Sabah odamdaki perdelerin çekilmesiyle odama dolan güneş ışınlarıyla gözümü açıp baktığımda bunu yapanın Hira olduğunu görünce
"Ya Hira uykumun içine ettin napıyorsun ya"
"Gördüğün gibi uykunun kaçmasını sağlıyorum. Bu arada bana dua et annem gelip uyandırmadı seni, biliyorsun sabah sabah ki çemkirmeleri hiç çekilmiyor. " deyip odadan çıktı.
Yataktan kalkıp banyoya girip rutin işlerimi tamamladıktan sonra okul formamı giydikten sonra makyaj aynamın karşısına geçip saçlarımı tarayıp serbest bıraktım. Gözlerime ince bir eyesliner çekip rimel sürdüm. Çilekli dudak parlatıcımı sürdükten sonra vazgeçilmezim olan kırmızı şarap kokulu parfümümü kullandıktan sonra aşağı indim. Siyah kalın topuklu botlarımı ve siyah deri ceketimi giydikten sonra sabahları pek kahvaltı alışkanlığım olmadığından annemlere görüşürüz deyip evden çıktım.
Okulun önüne geldiğimde kulaklığımı çıkardım. Okulun koridorunda düşüncelerime boğulmuş halde ilerlerken Pelin' in seslenmesiyle arkama bakacakken
"Ahhh" birden yerde buldum kendimi.
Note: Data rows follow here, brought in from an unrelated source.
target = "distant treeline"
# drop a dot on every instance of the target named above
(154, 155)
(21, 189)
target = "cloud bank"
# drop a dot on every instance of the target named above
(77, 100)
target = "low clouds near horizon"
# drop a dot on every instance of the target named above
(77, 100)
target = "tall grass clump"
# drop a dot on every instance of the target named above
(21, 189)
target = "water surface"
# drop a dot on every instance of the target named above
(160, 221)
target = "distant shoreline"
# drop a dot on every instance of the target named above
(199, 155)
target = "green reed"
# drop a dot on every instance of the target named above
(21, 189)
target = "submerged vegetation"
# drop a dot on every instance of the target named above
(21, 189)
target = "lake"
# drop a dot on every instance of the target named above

Sert bir şeye çarptım. Başta ağaca çarptığımı düşündüm sonra koridorun ortasında ağacın olması saçma geldiğinden bu düşüncemden vazgeçtim. Sonra beni kendime getiren o kadifemsi sesi duydum. Merakla başımı kaldırdığımda çarptığım kişinin Atakan olduğunu gördüm.
"Önüne bakmalısın" derken alaycı mı? Yoksa ciddi mi? olduğuna karar veremediğim bir ses tonuyla konuşmuştu. Duygusuz ama patronluk taslıyormuş gibi.
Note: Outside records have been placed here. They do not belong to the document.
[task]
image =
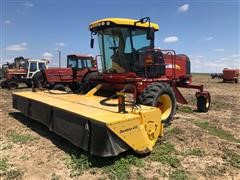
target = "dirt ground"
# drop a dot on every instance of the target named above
(195, 146)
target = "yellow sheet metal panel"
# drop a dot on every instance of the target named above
(83, 105)
(122, 21)
(139, 128)
(141, 133)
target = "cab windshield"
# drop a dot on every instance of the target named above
(119, 47)
(79, 63)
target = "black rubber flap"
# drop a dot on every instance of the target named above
(21, 104)
(88, 134)
(104, 142)
(40, 112)
(72, 127)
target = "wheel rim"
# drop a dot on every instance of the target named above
(13, 86)
(165, 104)
(207, 103)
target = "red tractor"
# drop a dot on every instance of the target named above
(21, 71)
(69, 78)
(130, 63)
(230, 75)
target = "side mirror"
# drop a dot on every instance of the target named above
(92, 43)
(99, 63)
(150, 34)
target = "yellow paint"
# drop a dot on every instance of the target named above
(139, 128)
(93, 91)
(165, 106)
(122, 21)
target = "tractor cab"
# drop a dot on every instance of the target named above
(127, 45)
(35, 65)
(80, 61)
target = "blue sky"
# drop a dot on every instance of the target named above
(206, 31)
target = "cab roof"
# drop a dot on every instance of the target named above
(121, 21)
(81, 56)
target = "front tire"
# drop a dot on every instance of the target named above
(160, 95)
(12, 85)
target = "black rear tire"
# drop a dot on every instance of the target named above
(203, 104)
(59, 87)
(160, 95)
(3, 84)
(12, 85)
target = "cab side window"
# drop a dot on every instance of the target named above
(42, 66)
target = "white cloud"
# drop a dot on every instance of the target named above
(7, 21)
(17, 47)
(183, 8)
(208, 38)
(47, 55)
(224, 59)
(235, 55)
(61, 44)
(28, 4)
(170, 39)
(219, 49)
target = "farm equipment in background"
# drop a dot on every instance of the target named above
(216, 75)
(69, 78)
(106, 124)
(21, 71)
(128, 57)
(230, 75)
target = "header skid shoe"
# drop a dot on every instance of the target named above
(100, 130)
Bir an bile gözlerini gözlerimden ayırmadan yerden kalkmam için elini uzattı. Bende uzattığı elden destek almak yerine gözlerine nefretle bakıp yerden destek alarak ayağa kalkıyordum ki birden koşar adımlarla birbirini kovalayan iki öğrenci yanımızdan geçerken bana çarptılar.
Tam yine yeri boylicam diye düşünürken Atakan hızlı bir hareketle beni hemen belimden kavrayıp düşmemi engelledi. Ve şuan da kolları bir ahtapot gibi belimi sarmıştı. Tanrım... Bu durum da ben şaşkınca onun gözlerine bakarken, o da yüzümün her zerresini aklına kazırmışcasına bakıyordu.
Gözlerinde kaybolup, boğulacağımı düşünürken sevgili kankam Pelin yanımıza gelip
"Miray iyi misin?" O anda kolları arasında olduğum Atakan gözlerini bir an olsun gözlerimden ayırmadan doğrulmamı sağladı. Ardından konuşmam gerektiğini anladım ve...
"Şey...ben...teşekkür ederim." Ve sonuç beyefendi gözlerime uzun uzun baktı ve gitti...bildiğiniz cevap bile vermeden gitti.
İnanmıyorum ya bu çocuk kendini cool falan mı sanıyor. Önce onun yüzünden düştüm. Tam yine yeri boylicam diye düşünürken beni tuttu.
İnsan gibi teşekkür ediyorum cevap vermeyip öylece gidiyor. Bu ne şimdi ya off aklım karıştı.İç sesim: Ne bekliyordun filmlerde ki gibi buz kütlesinin sana ilanı aşk etmesini mi? Belli belli çok değişmişsin sen aynı saf Miray sın işte kabul et bence"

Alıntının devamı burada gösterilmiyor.